4. Our personal positions about the beginning and end of Islamic months is just that, personal opinions. They have no political weightings, and no capacity for enforcement, no matter how many lavish titles we heap upon ourselves. To expect others to submit to them is naivety at best, or oppression at worst.

5. The divisions we experience every Ramadhan, and the political manoeuvring that inevitably accompanies it, is a stark reminder of the futility of Islamic fiqh in the absence of an Islamic authority with the capacity to command upon that fiqh. It is only the Khalifa that simultaneously enacts the fiqh and settles the fiqhi differences whenever it is required.

6. Let’s not confuse fiqhi differences with political divisions. If we are discussing the fiqhi considerations around moon sighting, then the only conversation to be had is the strength of respective positions. Calls for the abandonment of fiqh under the guise of pragmatism or defeatism should be rightly rejected. So too feigned appeals to ‘unity’ that are restricted within the bounds of modern statehood.

7.  In the absence of the Khilafah, what should we do practically in the meantime?

Firstly, work for the Khilafah with the utmost urgency, with the divisions over Ramadhan being a small reminder of the much larger consequences of the absence of the Khilafah.

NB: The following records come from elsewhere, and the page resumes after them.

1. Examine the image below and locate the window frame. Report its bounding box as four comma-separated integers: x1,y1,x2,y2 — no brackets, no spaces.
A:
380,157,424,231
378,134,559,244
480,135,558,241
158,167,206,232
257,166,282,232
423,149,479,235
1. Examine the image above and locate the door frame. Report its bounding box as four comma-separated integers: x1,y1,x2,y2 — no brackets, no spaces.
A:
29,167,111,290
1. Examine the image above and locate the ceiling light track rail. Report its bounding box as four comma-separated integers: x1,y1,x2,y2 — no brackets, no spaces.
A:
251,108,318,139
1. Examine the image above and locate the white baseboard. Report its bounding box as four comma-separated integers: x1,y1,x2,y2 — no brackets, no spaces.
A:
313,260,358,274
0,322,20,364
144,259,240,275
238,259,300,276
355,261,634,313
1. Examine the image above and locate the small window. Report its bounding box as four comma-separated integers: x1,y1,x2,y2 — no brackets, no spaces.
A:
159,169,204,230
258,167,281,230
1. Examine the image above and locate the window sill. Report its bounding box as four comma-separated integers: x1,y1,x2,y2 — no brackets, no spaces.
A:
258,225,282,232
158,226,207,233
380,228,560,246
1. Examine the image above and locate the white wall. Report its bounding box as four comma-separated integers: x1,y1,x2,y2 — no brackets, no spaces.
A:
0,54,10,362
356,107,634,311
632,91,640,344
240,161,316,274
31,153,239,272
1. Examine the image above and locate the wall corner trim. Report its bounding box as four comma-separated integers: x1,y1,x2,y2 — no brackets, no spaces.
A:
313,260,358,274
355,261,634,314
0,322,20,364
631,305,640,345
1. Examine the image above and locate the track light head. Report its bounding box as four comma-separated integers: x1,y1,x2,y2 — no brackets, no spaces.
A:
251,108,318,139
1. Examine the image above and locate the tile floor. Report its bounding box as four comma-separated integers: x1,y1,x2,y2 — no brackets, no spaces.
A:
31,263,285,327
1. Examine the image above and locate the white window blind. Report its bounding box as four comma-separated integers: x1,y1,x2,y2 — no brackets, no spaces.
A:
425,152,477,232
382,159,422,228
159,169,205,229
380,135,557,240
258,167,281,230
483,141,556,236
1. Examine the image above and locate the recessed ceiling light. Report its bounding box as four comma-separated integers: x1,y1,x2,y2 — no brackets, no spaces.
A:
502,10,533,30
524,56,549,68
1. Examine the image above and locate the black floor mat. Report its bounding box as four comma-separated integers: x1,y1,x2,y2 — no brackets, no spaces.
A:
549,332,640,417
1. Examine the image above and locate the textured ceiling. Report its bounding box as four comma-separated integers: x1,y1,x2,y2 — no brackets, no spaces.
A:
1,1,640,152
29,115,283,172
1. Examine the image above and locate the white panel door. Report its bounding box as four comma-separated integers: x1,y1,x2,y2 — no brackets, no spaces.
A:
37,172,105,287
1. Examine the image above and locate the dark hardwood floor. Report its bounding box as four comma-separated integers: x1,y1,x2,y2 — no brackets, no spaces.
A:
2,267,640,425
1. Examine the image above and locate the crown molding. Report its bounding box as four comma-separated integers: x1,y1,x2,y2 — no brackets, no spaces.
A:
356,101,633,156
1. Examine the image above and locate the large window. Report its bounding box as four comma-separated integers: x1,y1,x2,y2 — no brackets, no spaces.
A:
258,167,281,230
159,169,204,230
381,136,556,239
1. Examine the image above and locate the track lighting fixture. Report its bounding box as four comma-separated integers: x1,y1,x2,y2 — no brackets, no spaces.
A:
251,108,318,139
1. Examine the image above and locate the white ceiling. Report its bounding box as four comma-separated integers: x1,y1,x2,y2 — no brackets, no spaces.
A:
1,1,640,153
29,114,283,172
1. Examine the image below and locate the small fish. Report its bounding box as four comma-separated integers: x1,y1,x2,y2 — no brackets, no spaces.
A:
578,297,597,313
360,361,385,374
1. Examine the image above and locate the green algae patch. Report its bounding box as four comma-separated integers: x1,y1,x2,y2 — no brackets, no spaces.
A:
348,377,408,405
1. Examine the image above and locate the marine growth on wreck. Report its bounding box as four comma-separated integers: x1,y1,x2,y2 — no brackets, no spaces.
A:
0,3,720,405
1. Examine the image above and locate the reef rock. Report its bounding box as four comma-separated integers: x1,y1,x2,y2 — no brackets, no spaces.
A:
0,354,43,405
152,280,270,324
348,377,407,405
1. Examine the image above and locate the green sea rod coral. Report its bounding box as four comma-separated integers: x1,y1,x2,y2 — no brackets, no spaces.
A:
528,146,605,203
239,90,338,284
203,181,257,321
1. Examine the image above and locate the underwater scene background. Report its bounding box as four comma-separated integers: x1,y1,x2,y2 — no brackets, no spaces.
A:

Secondly, treat the conversations around moon sighting as seriously as we should every fiqhi consideration. Understand the issue, enquire upon its evidences and know the classical positions. Importantly, don’t enter this conversation without first appreciating our political condition that so often taints our treatment of fiqh today.

Lastly, whenever you hear of a moon sighting, that meets the Islamic conditions, take this as your sighting without any consideration at all for the illegitimate borders place upon us. It’s a powerful message that our attachment is only to the fiqh and that our desire is true Islamic unity on a worldwide scale.